El animal pertenece a una familia llamada corcoránidos, un grupo primitivo de artrópodos con escudos en la cabeza, cuerpos segmentados y, en el caso de este espécimen, grandes espinas que apuntan hacia adelante cerca de la parte frontal del escudo de la cabeza. Esas espinas son parte de lo que hace que el fósil se destaque. Otros corcoranidos del Cámbrico carecían de espinas prominentes o las llevaban a lo largo de la espalda y la cola. Las espinas de la cabeza que apuntan hacia adelante como éstas sólo se conocían anteriormente entre parientes más jóvenes del Ordovícico.

Eso significa que este diseño defensivo apareció antes de lo que los investigadores habían reconocido. También les da a los paleontólogos otra señal de que los ecosistemas del Cámbrico tardío pueden haber sido más variados de lo que se creía anteriormente.

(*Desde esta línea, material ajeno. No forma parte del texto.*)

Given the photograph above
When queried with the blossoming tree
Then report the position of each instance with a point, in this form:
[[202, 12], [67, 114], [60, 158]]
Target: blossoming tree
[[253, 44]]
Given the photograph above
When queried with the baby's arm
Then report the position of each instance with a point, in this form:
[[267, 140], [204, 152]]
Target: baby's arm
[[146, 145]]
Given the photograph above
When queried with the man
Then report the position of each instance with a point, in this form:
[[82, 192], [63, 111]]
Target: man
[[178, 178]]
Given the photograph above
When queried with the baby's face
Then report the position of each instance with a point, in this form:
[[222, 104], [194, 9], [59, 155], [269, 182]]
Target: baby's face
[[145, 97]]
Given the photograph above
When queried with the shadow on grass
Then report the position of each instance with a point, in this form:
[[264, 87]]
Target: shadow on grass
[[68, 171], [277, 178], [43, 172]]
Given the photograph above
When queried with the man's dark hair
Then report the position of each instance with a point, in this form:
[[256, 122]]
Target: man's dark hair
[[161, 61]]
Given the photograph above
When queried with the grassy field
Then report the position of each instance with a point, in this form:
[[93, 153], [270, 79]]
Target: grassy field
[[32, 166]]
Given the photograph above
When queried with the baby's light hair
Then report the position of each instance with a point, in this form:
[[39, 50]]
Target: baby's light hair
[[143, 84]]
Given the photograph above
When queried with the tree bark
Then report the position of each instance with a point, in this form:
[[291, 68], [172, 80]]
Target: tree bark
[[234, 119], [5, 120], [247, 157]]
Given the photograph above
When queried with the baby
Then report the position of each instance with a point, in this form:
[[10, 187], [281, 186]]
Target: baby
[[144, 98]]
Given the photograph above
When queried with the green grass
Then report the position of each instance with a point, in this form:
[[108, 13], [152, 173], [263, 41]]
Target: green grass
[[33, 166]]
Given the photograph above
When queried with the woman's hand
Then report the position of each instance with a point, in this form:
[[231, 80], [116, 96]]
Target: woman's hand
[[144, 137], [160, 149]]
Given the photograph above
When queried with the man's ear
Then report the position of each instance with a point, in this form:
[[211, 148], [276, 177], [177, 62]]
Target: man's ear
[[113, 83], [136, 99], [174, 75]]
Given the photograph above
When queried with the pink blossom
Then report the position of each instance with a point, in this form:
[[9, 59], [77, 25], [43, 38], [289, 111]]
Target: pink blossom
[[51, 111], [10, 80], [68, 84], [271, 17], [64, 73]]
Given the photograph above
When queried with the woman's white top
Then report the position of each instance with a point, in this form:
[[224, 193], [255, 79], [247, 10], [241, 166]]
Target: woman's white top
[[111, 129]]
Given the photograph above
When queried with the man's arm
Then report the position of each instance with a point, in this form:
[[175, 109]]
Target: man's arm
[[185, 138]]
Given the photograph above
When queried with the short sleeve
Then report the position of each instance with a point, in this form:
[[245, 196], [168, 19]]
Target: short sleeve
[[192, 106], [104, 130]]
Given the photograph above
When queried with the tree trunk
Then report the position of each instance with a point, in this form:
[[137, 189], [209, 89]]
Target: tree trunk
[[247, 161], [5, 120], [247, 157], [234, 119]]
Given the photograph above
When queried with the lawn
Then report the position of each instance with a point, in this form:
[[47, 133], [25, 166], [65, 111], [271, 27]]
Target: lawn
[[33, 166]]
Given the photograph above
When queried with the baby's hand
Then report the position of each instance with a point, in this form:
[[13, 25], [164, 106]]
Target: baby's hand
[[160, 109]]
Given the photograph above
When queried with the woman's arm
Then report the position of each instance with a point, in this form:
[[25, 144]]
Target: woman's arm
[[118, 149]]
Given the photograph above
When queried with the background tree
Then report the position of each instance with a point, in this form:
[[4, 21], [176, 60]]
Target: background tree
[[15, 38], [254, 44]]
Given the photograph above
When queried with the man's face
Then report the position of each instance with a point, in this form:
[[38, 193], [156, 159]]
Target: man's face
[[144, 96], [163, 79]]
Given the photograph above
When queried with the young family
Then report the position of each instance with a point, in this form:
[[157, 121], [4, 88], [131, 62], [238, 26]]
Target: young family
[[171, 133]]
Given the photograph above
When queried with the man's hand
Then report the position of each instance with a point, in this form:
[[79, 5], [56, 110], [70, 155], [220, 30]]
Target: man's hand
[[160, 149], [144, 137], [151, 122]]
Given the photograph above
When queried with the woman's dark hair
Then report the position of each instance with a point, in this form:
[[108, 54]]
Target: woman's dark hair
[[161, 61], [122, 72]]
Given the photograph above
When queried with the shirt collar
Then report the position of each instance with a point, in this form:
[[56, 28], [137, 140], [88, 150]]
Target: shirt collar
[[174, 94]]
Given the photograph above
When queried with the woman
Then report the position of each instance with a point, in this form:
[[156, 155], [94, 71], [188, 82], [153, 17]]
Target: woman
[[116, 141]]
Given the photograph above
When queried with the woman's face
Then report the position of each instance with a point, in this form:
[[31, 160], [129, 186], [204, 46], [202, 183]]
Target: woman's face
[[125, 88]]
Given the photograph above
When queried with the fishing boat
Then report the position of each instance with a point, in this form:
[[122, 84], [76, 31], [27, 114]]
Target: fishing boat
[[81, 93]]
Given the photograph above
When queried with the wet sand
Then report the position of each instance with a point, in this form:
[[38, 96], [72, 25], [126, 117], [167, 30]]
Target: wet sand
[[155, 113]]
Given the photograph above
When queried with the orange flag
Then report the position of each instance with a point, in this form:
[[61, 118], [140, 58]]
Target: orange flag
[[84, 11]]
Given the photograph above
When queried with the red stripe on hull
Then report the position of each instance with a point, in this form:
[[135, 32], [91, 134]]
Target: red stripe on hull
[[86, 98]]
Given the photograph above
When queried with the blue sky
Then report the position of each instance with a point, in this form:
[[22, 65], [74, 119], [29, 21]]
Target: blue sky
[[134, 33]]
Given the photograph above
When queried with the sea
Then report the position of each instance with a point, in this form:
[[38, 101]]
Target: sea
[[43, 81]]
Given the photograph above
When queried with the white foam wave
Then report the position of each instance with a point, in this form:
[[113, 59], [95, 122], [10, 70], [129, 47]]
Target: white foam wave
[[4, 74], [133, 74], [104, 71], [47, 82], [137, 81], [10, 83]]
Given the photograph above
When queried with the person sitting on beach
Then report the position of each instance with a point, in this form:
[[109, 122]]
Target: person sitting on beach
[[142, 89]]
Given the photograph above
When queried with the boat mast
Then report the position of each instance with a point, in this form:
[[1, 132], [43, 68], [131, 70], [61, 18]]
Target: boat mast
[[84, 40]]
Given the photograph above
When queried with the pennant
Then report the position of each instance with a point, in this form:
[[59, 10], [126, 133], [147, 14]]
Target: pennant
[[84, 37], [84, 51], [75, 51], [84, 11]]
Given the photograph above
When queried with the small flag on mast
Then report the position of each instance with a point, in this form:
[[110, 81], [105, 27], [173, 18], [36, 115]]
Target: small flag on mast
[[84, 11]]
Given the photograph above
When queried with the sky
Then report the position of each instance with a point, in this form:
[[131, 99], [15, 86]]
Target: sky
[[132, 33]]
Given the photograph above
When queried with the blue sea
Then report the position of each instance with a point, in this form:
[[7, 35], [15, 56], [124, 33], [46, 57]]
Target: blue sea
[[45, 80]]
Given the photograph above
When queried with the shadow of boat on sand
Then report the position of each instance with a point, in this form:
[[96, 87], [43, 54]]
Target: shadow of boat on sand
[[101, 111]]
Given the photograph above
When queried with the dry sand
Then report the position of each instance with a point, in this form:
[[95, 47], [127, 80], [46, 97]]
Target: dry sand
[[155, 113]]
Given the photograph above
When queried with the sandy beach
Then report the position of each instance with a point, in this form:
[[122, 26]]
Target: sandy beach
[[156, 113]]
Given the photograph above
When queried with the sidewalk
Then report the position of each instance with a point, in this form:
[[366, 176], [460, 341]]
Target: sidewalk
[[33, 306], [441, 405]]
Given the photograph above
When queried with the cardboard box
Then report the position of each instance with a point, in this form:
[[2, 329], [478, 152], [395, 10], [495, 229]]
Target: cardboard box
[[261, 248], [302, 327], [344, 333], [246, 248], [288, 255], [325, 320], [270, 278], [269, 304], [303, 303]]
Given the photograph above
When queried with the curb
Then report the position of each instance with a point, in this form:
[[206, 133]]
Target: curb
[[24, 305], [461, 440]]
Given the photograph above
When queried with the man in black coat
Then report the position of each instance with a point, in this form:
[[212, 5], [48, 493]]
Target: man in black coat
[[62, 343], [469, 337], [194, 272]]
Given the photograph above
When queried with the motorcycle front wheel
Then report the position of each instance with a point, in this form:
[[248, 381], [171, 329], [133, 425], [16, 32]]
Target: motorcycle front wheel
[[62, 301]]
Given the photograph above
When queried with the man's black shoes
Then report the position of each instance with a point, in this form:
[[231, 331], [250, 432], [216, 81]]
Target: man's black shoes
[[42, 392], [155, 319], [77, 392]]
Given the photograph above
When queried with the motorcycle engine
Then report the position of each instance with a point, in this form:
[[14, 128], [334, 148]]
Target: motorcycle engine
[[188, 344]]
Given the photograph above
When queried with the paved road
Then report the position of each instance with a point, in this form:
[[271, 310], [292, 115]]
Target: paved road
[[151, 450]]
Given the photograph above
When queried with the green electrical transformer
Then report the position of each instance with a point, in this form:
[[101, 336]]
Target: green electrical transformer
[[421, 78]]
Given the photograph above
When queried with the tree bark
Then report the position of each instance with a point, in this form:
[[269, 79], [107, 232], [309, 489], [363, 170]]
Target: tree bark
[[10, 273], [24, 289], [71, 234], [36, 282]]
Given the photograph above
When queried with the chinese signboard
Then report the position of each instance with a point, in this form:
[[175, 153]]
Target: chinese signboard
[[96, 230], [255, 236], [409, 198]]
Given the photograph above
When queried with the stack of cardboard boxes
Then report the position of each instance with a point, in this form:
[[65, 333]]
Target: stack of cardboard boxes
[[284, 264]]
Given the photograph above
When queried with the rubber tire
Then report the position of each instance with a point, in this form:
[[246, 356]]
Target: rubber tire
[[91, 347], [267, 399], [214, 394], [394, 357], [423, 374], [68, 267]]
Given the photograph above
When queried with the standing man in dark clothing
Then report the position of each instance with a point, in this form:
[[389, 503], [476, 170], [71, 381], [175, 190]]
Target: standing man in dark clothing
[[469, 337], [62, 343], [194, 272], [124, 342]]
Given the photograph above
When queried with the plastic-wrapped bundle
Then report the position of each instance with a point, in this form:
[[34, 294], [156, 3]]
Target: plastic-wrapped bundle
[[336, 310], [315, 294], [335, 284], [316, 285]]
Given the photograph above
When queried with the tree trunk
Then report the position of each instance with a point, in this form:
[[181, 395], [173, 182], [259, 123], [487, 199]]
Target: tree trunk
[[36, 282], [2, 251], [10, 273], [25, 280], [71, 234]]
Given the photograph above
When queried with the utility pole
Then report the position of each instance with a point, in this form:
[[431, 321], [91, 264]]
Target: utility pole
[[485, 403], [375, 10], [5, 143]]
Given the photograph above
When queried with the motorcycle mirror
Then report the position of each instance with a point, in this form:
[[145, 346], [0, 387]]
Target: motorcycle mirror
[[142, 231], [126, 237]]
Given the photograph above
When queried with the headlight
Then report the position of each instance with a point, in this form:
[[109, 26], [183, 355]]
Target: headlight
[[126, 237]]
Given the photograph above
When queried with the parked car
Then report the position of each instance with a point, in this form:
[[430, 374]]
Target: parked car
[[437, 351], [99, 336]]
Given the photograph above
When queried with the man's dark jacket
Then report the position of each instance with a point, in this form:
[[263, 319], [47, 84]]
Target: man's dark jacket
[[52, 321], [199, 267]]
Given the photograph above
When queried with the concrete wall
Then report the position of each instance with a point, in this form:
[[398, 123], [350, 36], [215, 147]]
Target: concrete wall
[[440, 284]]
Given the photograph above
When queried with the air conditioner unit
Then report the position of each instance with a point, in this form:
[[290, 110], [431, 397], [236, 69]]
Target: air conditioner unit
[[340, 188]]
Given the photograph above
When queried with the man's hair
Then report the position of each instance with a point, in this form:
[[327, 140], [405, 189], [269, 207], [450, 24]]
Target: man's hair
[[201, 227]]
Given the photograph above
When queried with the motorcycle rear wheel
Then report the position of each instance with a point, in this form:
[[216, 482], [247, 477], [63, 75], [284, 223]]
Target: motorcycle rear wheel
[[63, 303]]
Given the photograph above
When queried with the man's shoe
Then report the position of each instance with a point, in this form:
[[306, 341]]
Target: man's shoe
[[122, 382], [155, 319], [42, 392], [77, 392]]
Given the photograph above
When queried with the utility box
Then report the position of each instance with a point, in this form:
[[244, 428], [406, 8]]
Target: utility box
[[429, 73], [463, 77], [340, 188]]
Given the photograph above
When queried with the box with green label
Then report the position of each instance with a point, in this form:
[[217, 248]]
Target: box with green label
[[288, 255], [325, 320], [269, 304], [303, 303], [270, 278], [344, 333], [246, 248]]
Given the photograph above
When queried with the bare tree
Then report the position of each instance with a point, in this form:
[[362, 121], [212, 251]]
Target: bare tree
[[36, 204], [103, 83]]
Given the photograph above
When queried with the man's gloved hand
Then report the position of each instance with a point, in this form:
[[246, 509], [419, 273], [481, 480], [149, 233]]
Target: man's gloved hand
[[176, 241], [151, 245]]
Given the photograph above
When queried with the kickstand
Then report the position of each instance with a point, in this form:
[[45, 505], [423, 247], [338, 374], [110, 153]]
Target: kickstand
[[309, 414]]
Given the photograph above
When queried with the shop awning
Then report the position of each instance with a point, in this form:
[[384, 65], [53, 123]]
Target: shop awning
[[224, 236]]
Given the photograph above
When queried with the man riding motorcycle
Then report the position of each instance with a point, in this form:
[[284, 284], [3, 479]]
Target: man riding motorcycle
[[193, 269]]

La formación Rivière-du-Loup de Quebec puede contener más fósiles de cuerpo blando

En este caso, la roca que rodea al animal importa casi tanto como el propio animal. Magnicornaspis procedía de la Formación Rivière-du-Loup de Quebec, que no era conocida por preservar fósiles como estos.

Cuando el equipo examinó el espécimen con microscopía electrónica de barrido, encontraron fosfato de calcio y rastros ricos en carbono en el fósil. Esa combinación apunta a un nivel de preservación que los investigadores no esperaban de este depósito.

Eso puede colocar a la Formación Rivière-du-Loup entre lo que los investigadores llaman Konservat-Lagerstätten, depósitos fósiles donde animales delicados pueden dejar algo más que caparazones duros.

Un fósil de museo muestra el valor de volver a mirar

La nueva especie lleva el nombre del paleontólogo Russell Garwood de la Universidad de Manchester, cuyo trabajo ha ayudado a rastrear la evolución de los quelicerados.

El descubrimiento también muestra por qué vale la pena volver a visitar las colecciones más antiguas. El fósil había sido recolectado durante el mapeo geológico en 1962 y preservado en las colecciones del Smithsonian hasta que los investigadores lo examinaron nuevamente con herramientas modernas.

“Esto pone de relieve uno de los aspectos más importantes de la paleontología: los grandes descubrimientos no siempre surgen directamente del trabajo de campo”, afirmó en el comunicado de prensa Julien Kimmig del Instituto Tecnológico de Karlsruhe (KIT) de Alemania. “Las colecciones de los museos contienen enormes cantidades de material poco estudiado recopilado durante estudios y expediciones geológicas durante el siglo pasado. Revisar estas colecciones con técnicas modernas puede remodelar fundamentalmente la comprensión de los ecosistemas antiguos”.

Para los investigadores, Magnicornaspis muestra que la brecha furongiana no se trata sólo de lo que se conservó. También se trata de lo que los científicos saben buscar.